News Corp. had planned to announce Mr. Chernin’s plan to leave at a board meeting scheduled for Tuesday, but leaks forced company to announce his decision a day early.
“Peter’s contributions to the company over the past two decades have been immeasurable,” Mr. Murdoch said in a statement. “He has led important businesses and nurtured talented managers.”
“We are fortunate to have such a strong and seasoned group of leaders at our Fox companies and we are confident that our success will continue,” Mr. Murdoch said. “To that end, Peter and I will work closely over the next four months to ensure an effective transition.”
Mr. Chernin said in a statement that leaving was a “difficult decision.”
“During my years here I have had the great privilege to work for one of the true visionary leaders of our time, Rupert Murdoch.
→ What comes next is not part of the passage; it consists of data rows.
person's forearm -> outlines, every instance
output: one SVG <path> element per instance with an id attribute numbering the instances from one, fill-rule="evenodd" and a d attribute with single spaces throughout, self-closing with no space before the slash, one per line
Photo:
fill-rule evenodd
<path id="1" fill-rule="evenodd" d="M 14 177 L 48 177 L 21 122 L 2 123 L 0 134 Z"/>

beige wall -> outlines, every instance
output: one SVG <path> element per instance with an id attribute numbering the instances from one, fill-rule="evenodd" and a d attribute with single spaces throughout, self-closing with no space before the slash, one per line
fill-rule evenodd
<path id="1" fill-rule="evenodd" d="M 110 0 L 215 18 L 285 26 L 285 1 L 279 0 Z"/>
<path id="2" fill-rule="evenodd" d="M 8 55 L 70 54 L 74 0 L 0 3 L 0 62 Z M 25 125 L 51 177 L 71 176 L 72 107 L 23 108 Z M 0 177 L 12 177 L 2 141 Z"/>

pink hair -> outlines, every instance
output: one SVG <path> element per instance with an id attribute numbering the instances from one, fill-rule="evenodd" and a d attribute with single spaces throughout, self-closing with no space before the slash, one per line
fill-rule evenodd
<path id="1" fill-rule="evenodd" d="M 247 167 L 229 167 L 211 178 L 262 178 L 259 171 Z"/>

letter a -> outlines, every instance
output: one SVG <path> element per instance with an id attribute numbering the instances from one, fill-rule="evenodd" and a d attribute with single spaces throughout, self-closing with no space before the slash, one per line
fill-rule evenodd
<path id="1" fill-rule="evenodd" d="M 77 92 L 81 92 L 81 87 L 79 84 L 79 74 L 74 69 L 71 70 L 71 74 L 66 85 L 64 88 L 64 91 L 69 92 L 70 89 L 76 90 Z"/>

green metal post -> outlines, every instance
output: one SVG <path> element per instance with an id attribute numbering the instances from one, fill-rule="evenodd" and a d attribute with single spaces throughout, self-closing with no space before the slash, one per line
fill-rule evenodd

As a leader, Rupert is unparalleled. He is bold, entrepreneurial, innovative, creative and incredibly supportive. As a partner and friend he has been inspiring, fascinating, and most of all, tremendous fun,” Mr. Chernin said.
“The other great privilege of these years has been to work with all of my colleagues around the world at News Corp. I owe more to them than I can possibly express. Collectively, they represent the best in this industry. They have built great businesses, created new models and redefined existing franchises. Above all, they are individuals of unmatched character and collegiality. I will miss Rupert and my colleagues deeply. But I have no doubt they will continue to thrive without me,” he continued.
News Corp. said that Mr. Chernin will be launching a Fox–based production company later this year.
Mr. Chernin earned $28.8 million in salary—topping Mr. Murdoch’s pay–and stock in 2008. He’s also owed $27 million in deferred compensation, plus $11 million in pension money.
According to his employment agreement, after he leaves the company, News Corp. is required give him a six-year film and TV deal on terms as good as the company gives any other producer.
Mr. Chernin, who has held his current position at the company since 1996, joined News Corp. in 1989 as president of entertainment for Fox Broadcasting, a post he held for three years. Following that, he served as CEO of News Corp.’s Fox Filmed Entertainment unit.
[Editor: Gilbert. Updated 10 a.m. 2/24 to rewrite 8th paragraph.]


  1. Now, let’s hope Time Warner’s Jeff Bewkes follows the same route as Chermin.

  2. This was on CNBC an hour ago, he’s gone, going back to his producer career path.